Overview of the iter negative-ion-based neutral beam injector and its development

2012 
The ITER fusion device is intended to demonstrate the viability of magnetically confined deuterium-tritium plasma as an energy source. One of the principal methods of heating and driving current in the plasma will be energetic beams of neutral atoms of D° at up to 1 MeV and of H° at up to 870 KeV, with a total injectable neutral beam power after transit through the neutralizer and downstream beamline elements of 16.5 MW from each ion source for pulse lengths of up to 3600 seconds. These requirements far exceed those of any previous positive or negative ion source, thus spawning a substantial development program to ensure that they will be met with a robustly reliable system. The ion source will consist of a large plasma expansion region fed by 8 RF driver units, and will be cesiated to enhance surface production of negative ions, followed by a multi-aperture multi-grid extractor and electrostatic accelerator.
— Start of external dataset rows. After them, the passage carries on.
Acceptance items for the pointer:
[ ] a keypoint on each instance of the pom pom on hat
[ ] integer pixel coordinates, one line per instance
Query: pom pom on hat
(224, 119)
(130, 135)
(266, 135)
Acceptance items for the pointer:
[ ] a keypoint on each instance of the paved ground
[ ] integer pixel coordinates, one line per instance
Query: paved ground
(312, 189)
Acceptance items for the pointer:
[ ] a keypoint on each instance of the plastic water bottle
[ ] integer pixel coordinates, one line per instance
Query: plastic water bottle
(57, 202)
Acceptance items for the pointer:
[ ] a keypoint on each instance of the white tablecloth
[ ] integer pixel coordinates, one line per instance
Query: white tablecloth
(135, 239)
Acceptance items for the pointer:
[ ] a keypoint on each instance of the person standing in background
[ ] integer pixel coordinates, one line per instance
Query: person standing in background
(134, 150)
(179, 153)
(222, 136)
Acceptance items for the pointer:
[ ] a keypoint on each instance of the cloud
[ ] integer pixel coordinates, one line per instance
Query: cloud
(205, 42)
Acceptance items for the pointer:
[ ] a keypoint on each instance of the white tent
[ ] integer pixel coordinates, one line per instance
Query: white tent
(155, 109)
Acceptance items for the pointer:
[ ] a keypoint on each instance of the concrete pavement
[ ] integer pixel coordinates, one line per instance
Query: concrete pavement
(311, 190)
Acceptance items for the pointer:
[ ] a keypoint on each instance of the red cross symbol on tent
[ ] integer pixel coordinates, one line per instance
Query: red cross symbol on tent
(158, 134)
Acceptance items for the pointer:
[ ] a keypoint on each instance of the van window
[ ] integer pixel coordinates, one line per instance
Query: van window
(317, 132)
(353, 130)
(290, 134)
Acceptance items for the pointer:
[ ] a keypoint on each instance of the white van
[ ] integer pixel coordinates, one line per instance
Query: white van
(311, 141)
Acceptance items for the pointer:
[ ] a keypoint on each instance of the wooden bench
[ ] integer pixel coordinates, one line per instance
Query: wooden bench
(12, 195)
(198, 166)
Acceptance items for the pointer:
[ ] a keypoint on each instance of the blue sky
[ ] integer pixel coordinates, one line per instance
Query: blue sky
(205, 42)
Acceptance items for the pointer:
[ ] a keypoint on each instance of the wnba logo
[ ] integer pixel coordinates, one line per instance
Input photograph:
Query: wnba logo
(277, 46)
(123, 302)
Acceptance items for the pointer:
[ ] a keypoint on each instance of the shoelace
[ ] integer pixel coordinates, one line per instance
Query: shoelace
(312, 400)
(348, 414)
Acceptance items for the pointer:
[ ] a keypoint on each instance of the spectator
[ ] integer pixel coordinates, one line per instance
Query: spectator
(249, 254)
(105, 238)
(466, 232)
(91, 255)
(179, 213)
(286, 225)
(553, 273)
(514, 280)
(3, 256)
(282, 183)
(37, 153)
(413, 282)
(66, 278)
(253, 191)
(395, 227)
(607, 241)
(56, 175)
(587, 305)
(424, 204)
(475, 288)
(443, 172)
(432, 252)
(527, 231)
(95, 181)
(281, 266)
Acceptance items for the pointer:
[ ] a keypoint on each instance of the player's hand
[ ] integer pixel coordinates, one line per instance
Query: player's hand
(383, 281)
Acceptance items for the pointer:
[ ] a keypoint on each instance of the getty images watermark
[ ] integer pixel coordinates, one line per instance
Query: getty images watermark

The plasma portion of the source is derived from a line of RF sources developed at IPP Garching, 1 and the extractor/accelerator from development work at JAEA 2 , with the integrated design of the ITER source being done at Consorzio RFX. Unlike the first generation of high power negative hydrogen ion isotope sources, the ITER source will have the major advantage of a succession of progressively more comprehensive test facilities, culminating in a full power and pulse length test bed at Consorzio RFX. This talk will discuss the major beamline components, including the ion source and accelerator, the neutralizer cell that converts a portion of the negative ions to neutrals, the residual ion deflection system, and the tokamak field compensation system. Some remaining physics and engineering issues, along with their expected resolution, will be discussed, as well as the development and testing strategy.